By and large, the pandemic has hit small businesses the hardest. In the alcohol industry, that’s evidenced by the closures of breweries and craft distilleries around the country and the risk of many more shuttered businesses by 2021. In Texas, for example, two-thirds of the Texas Craft Brewers’ Guild say they’re not sure they can make it past the end of the year if things continue as they are.
But for brands that don’t rely heavily on taproom sales or occupy categories of significant growth in the alcohol industry, the pandemic created a unique opportunity.

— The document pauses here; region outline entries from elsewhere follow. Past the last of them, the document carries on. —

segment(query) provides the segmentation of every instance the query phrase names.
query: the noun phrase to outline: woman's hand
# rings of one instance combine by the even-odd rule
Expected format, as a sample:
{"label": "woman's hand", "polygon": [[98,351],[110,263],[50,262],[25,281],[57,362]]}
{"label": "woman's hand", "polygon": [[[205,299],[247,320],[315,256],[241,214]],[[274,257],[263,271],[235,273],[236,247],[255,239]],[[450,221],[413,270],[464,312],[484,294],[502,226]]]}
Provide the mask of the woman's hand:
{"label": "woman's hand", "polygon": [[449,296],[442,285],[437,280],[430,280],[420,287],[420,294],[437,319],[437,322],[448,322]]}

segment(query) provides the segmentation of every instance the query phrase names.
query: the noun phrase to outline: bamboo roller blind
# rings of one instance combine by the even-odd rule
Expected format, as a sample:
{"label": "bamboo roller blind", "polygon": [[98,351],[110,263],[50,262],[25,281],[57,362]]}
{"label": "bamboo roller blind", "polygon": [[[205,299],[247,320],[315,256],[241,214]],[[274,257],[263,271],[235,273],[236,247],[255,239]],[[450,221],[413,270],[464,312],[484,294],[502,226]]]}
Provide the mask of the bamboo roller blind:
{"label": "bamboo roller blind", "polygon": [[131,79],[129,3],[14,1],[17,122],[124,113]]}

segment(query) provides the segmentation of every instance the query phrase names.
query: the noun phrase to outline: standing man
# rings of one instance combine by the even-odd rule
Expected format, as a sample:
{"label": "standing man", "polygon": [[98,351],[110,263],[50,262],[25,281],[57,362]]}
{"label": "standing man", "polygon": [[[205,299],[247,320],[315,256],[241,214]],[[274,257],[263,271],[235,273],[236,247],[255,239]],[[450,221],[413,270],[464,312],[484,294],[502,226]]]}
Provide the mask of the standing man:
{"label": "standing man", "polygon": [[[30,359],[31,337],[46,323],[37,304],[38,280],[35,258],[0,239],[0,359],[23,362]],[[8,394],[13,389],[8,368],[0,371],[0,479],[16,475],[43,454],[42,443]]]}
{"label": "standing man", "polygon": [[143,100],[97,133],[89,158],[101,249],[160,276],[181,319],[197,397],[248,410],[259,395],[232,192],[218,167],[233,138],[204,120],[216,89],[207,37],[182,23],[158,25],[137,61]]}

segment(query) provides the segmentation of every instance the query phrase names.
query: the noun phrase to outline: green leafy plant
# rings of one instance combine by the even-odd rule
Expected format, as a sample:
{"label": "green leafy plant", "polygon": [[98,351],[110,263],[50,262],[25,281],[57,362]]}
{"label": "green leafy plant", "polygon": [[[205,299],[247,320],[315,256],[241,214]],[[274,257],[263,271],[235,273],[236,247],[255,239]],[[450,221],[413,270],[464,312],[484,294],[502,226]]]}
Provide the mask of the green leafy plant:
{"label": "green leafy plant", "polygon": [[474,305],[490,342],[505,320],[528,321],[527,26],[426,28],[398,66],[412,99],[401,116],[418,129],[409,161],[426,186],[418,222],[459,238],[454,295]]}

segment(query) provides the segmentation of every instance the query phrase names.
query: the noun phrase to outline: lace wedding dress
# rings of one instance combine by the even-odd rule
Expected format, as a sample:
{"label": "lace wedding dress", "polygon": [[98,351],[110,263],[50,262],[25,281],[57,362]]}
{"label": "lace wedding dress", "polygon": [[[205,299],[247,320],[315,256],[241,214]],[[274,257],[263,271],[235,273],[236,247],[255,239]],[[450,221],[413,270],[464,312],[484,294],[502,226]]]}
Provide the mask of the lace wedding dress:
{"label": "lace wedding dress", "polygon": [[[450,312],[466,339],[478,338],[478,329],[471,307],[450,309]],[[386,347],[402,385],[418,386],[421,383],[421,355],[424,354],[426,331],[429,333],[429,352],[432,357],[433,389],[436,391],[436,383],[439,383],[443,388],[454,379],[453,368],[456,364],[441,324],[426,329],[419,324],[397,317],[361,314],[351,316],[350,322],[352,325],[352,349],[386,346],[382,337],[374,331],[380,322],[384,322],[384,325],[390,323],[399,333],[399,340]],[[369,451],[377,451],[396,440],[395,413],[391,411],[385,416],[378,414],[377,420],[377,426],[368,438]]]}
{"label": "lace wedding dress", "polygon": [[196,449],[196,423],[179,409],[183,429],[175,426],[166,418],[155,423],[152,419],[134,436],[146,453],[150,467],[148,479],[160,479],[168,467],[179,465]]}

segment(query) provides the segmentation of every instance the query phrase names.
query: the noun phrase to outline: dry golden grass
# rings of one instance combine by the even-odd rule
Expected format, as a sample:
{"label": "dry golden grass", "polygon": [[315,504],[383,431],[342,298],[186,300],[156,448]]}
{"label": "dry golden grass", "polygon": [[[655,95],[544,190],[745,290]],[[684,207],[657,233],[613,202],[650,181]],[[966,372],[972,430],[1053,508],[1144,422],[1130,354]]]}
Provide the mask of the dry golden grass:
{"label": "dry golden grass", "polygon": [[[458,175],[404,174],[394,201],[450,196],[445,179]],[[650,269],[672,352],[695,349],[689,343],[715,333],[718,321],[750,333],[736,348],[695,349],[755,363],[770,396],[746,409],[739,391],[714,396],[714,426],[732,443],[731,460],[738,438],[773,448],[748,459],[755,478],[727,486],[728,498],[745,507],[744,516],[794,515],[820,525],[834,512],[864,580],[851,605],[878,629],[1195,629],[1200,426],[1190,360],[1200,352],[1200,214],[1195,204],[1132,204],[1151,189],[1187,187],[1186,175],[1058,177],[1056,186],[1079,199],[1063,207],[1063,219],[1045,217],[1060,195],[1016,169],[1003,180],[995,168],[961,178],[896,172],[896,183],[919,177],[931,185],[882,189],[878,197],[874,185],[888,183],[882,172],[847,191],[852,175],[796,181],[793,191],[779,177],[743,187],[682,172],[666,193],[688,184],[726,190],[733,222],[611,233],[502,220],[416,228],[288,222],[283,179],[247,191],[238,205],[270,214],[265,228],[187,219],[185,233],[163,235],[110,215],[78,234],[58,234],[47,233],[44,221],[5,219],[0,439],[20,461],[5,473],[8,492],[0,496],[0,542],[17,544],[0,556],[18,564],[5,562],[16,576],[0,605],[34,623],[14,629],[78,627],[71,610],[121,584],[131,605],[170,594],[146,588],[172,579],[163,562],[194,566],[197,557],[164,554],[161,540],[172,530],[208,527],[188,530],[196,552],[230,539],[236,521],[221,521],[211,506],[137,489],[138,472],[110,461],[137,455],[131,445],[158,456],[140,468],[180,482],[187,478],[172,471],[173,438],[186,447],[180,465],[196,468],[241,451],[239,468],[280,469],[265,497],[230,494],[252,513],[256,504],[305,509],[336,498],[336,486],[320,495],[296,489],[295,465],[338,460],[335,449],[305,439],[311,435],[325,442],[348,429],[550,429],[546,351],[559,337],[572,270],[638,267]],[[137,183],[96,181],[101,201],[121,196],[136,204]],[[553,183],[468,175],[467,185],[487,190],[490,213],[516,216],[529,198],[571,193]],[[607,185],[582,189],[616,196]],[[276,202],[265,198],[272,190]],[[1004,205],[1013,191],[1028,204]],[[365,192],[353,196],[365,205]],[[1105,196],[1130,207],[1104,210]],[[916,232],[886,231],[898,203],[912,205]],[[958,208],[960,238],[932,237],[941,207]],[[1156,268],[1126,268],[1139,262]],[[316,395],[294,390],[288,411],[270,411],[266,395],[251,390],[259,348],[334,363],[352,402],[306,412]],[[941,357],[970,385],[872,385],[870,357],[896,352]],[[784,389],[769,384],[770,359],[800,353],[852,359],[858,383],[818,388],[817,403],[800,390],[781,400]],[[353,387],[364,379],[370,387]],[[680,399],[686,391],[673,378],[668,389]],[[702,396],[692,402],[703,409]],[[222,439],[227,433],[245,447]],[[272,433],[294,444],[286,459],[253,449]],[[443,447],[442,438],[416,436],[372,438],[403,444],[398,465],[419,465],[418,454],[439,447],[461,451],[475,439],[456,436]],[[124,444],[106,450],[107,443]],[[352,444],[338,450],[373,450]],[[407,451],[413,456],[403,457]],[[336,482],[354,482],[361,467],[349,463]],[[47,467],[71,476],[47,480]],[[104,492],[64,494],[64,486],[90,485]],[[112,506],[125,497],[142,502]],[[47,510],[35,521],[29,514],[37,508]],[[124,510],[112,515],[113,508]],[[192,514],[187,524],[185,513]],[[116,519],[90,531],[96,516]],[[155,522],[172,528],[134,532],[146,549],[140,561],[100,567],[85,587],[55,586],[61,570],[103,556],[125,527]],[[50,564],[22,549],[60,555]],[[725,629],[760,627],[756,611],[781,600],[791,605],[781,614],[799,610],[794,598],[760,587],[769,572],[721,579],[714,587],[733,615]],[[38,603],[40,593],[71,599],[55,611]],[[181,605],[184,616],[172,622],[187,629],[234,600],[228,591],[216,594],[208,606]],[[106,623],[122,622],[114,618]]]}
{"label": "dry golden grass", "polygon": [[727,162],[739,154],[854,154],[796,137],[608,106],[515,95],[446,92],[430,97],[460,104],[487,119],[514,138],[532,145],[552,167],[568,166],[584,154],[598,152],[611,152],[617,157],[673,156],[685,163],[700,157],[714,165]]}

Four-year-old startup Ghost Tequila was able to quickly expand its ecommerce and retail business to account for the loss of on-premise sales at bars and restaurants. In the process, the brand has found that there are a lot of thirsty people out there looking to get their cocktails at home during the pandemic. On top of that, the brand found new ways to advertise strategically, picking up where others had pulled back, strengthening connections within the industry and taking advantage of discounts on billboard space.
In the middle of an economic crisis, Ghost is now seeing record sales.
At the beginning of 2020, Ghost Tequila saw more than 70% of its business from its on-premise category. When shutdowns began sweeping the country in mid-March, CEO and founder Chris Moran was understandably worried. “I was saying to myself, ‘Oh shit, is this the end?'” he said.
But there was—and is—an arguably bigger crisis happening in the service industry. Shutdowns left restaurant workers out of work with no end in sight, worried about whether they could make rent. A bartender by trade, Moran first focused on a way to extend some aid to restaurant workers through a cocktail challenge. Bartenders were encouraged to submit cocktail recipes using Ghost Tequila for a nationwide challenge, which Ghost paid them for, increasing the rate as the competition progressed. As fans voted for their favorites, Ghost donated $1 to the Restaurant Workers’ Covid-19 Relief Fund for every vote cast.
“We like to say it wasn’t about the cocktail,” said Moran. “But, ultimately, there were two goals there. First of all, raise money for bartenders and restaurant staff. And then, obviously, build brand awareness for ourselves.”
Within a few days, Ghost had more than 100 bartenders across the nation participating in the challenge, all broadcasting their cocktail tutorials out to their online networks and promoting the brand in the process. The challenge raised more than $30,000.
The challenge served as a strong jumping off point for Ghost as it looked to adjust its strategy for the pandemic era.
“Really grabbing the industry crowd and having 100 of these bartenders promoting this and us pushing that out there, we hit a million-plus people with that,” said Moran. “I think that that was a great base for us to start.”
From there, the Ghost team continued to focus on brand awareness, refining its identity to be a little less “frat guy-ish” and more focused on the product’s quality, according to Moran. The 2020 campaign, created by Akseizer Design Group, is all about kicking this year “in the glass,” a play on both the spiciness of the spirit and the apocalyptic nightmare we’re all living through.
The team also shifted their ad spend from in-person activations to more paid digital, direct mail, radio and out of home. That included more than 350 billboards across Texas and New England, which Ghost got at a discounted rate as advertisers cut back.